Giovanni
Meli
Giovanni Meli
Nato a Palermo nel 1740, dopo aver frequentato le scuole dei
gesuiti studiò filosofia e medicina. Nel 1766-1772 ebbe
la condotta medica di Cinisi [Palermo]. Fu la stagione più
feconda. Rilesse i poeti bucolici, meditò sulle pagine
di Rousseau e degli enciclopedisti, inseguì i miti illuministici
dell'uguaglianza sociale e della natura innocente scoprendo il
valore "naturalmente" poetico del dialetto. Tornato a Palermo
con una fama consolidata di poeta e di scienziato, si dedicò
all'ordinamento delle Poesie siciliane, di cui curò una
edizione in cinque volumi (1787) e una in sei (1814). Morì
a Palermo nel 1815.
La raccolta delle "Poesie siciliane" comprende vari componimenti
scritti in tempi diversi, tutti i dialetto siciliano (palermitano).
Poemetti satirici e giocosi sono La fata galante (La fata galanti,
1762), L'origine del mondo (L'origini di lu munnu, 1768). Poema
eroicomico il Don Qijote e Sancho Panza (Don Chisciotti e Sanciu
Panza, 1785-1787) al tempo stesso satira e esaltazione delle riforme
illuministiche. Le Favole morali (Favuli murali, 1810-1814) spiccano
nella'bbondante favolistica settecentesca per la sintesi di fantasia
e moralismo, la vivacità di un bestiario ricco e estroso,
la forza ariosa di alcuni racconti.
Capolavoro della raccolta è La bucolica (La buccolica).
A esso Meli si dedicò a lungo, soprattutto nel 1762-1772.
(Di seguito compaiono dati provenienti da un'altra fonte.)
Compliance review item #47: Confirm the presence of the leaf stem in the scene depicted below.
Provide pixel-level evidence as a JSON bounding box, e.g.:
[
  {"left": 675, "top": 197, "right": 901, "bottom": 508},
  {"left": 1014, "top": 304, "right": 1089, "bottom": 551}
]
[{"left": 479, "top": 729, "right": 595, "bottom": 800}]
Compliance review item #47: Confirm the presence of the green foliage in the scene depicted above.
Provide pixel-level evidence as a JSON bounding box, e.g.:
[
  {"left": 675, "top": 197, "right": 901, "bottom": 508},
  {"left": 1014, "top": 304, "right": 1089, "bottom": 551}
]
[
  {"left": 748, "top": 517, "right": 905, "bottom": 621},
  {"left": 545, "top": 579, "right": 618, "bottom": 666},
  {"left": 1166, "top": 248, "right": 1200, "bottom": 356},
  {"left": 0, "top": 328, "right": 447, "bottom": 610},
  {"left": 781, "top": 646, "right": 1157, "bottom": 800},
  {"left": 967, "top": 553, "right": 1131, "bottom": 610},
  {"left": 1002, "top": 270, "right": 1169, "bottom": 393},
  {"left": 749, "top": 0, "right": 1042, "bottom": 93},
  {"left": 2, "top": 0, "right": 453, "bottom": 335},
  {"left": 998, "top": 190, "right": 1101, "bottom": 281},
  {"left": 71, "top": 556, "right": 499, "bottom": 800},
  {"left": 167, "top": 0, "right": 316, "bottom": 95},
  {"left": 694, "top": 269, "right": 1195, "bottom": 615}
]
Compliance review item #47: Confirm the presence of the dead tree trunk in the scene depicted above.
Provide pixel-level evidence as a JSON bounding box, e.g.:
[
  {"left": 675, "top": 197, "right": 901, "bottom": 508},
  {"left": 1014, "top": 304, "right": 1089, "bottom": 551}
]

La struttura è tipicamente arcadica: 2 sonetti introduttivi,
5 egloghe e 10 idilli divisi in quattro parti, ognuna intitolata
a una stagione, secondo uno schema diffuso in europa da Pope e
Saint-Lambert. L'amore per la natura e la nostalgia rousseauniana
per la vita primitiva hanno una immediatezza senza equivalenti
nella poesia pastorale del tempo. Vi sono atteggiamenti e modi
convenzionali, ma nel complesso Meli si mostra partecipe di
una ispirazione idillica settecentesca intrisa di spiriti preromanticisti.
Stessa vitale intensità, all'interno dei metri e delle
forme dell'Arcadia, è in parte anche nelle Elegie (Elegii),
nelle Canzonette (Canzunetti) e nelle Odi. Qui scompaiono gli
spunti realistici, a vantaggio di una linea melodica e una grazia
figurativa dalle inflessioni rococò.